Ministerium plant bundesweite Medizindatenbank

(09.07.17) Das Bundesministerium für Bildung und Forschung (BMBF) will eine deutschlandweite Medizindatenbank aufbauen. Ziel ist es, eine bessere Gesundheitsforschung und Patientenversorgung zu ermöglichen. Dafür sollen die wachsenden Datenschätze - von Röntgenbildern bis hin zu Erbgut-Analysen - in einer nationalen Infrastruktur verknüpft werden. Das hat das Ministerium jetzt mitgeteilt.
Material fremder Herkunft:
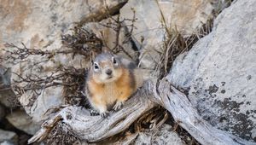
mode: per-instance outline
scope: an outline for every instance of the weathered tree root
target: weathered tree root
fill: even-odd
[[[60,117],[63,127],[82,140],[97,142],[108,138],[125,130],[143,113],[155,107],[157,104],[152,102],[149,96],[144,88],[141,89],[125,103],[121,110],[111,113],[107,119],[90,116],[90,111],[80,107],[64,107],[54,118],[44,122],[42,129],[28,141],[28,143],[43,141],[49,133],[49,130],[53,129],[54,120]]]
[[[64,127],[80,139],[88,142],[101,141],[125,130],[141,114],[156,105],[161,105],[201,144],[256,144],[208,124],[198,114],[187,96],[173,87],[166,78],[149,81],[144,88],[147,89],[139,90],[121,110],[111,113],[108,119],[90,116],[88,110],[81,107],[67,107],[55,117],[46,121],[28,143],[44,140],[49,133],[50,127],[53,128],[55,124],[54,120],[59,117],[61,118]]]

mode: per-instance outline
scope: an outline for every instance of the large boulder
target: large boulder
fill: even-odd
[[[132,19],[135,12],[137,20],[132,38],[137,47],[143,49],[141,65],[154,68],[154,61],[159,62],[160,54],[165,52],[162,47],[166,32],[165,27],[172,32],[176,32],[172,31],[175,29],[184,37],[190,36],[212,17],[212,9],[210,1],[204,0],[130,0],[120,9],[120,14],[122,18]]]
[[[184,145],[181,138],[169,125],[164,124],[155,133],[140,132],[135,140],[135,144],[170,144],[170,145]]]
[[[175,61],[168,78],[212,125],[256,141],[256,1],[238,0]]]

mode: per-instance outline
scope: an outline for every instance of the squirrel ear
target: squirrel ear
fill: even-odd
[[[103,46],[102,47],[102,52],[103,53],[111,53],[111,49],[108,47]]]

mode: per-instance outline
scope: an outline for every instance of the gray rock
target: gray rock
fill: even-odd
[[[256,1],[238,0],[175,61],[168,78],[212,125],[256,141]]]
[[[6,119],[15,127],[30,135],[34,135],[40,129],[40,125],[35,124],[31,117],[21,110],[12,112]]]
[[[18,136],[12,131],[0,129],[0,143],[1,144],[17,144]]]
[[[180,137],[176,132],[172,131],[172,126],[164,124],[160,130],[152,135],[150,132],[140,132],[135,141],[135,144],[166,144],[166,145],[183,145]]]
[[[122,18],[132,19],[134,9],[136,28],[132,32],[132,38],[137,48],[143,48],[142,67],[154,68],[154,62],[160,61],[160,54],[166,37],[163,25],[166,25],[169,31],[177,31],[184,36],[189,36],[207,22],[212,15],[213,7],[209,1],[193,0],[130,0],[121,9]],[[160,10],[163,16],[161,16]],[[162,22],[163,18],[166,22]],[[131,23],[127,23],[131,25]],[[142,39],[144,39],[142,43]],[[160,53],[159,53],[160,52]]]
[[[0,104],[0,121],[4,119],[6,115],[6,110],[5,110],[5,107]]]

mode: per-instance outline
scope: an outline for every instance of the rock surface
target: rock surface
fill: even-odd
[[[17,144],[18,136],[15,132],[0,130],[0,144]]]
[[[172,126],[166,124],[160,128],[155,135],[152,135],[151,131],[139,133],[135,144],[184,145],[178,135],[172,131]]]
[[[224,9],[169,77],[212,125],[256,142],[255,7],[254,0],[238,0]]]
[[[195,33],[211,17],[213,7],[210,1],[193,0],[130,0],[120,10],[121,17],[132,19],[135,10],[137,28],[132,33],[133,41],[137,48],[143,48],[142,67],[154,68],[154,61],[159,62],[166,30],[163,17],[169,29],[176,29],[183,35]],[[161,16],[161,13],[163,17]],[[128,24],[130,25],[130,24]],[[157,37],[156,37],[157,36]],[[142,39],[143,39],[142,43]]]
[[[41,125],[33,123],[31,117],[24,111],[16,110],[6,116],[8,121],[15,128],[21,130],[27,134],[34,135],[39,129]]]

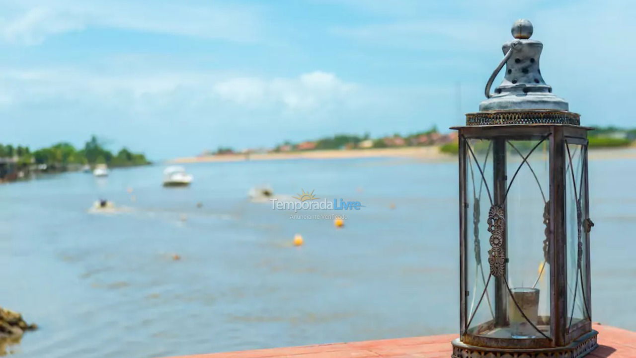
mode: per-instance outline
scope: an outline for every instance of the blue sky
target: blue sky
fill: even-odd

"Unsere Vision ist, dass jeder Arzt, egal ob in Kliniken, Haus- oder Facharztpraxen, alle verfügbaren Erfahrungswerte und Forschungsergebnisse auf Knopfdruck abrufen und in seine Therapieentscheidungen einbeziehen kann. Dadurch wird der Patienten zukünftig noch besser beraten und therapiert", sagte Bundesforschungsministerin Johanna Wanka.

Laut Ministerium werden vier Konsortien, bestehend aus 17 Universitätskliniken und rund 40 weiteren Partnern, ab Januar 2018 "Datenintegrationszentren" aufbauen. Datenschutz habe dabei höchste Priorität und sei Voraussetzung für die Förderung. Das BMBF finanziert das Projekt mit mehr als 150 Millionen Euro.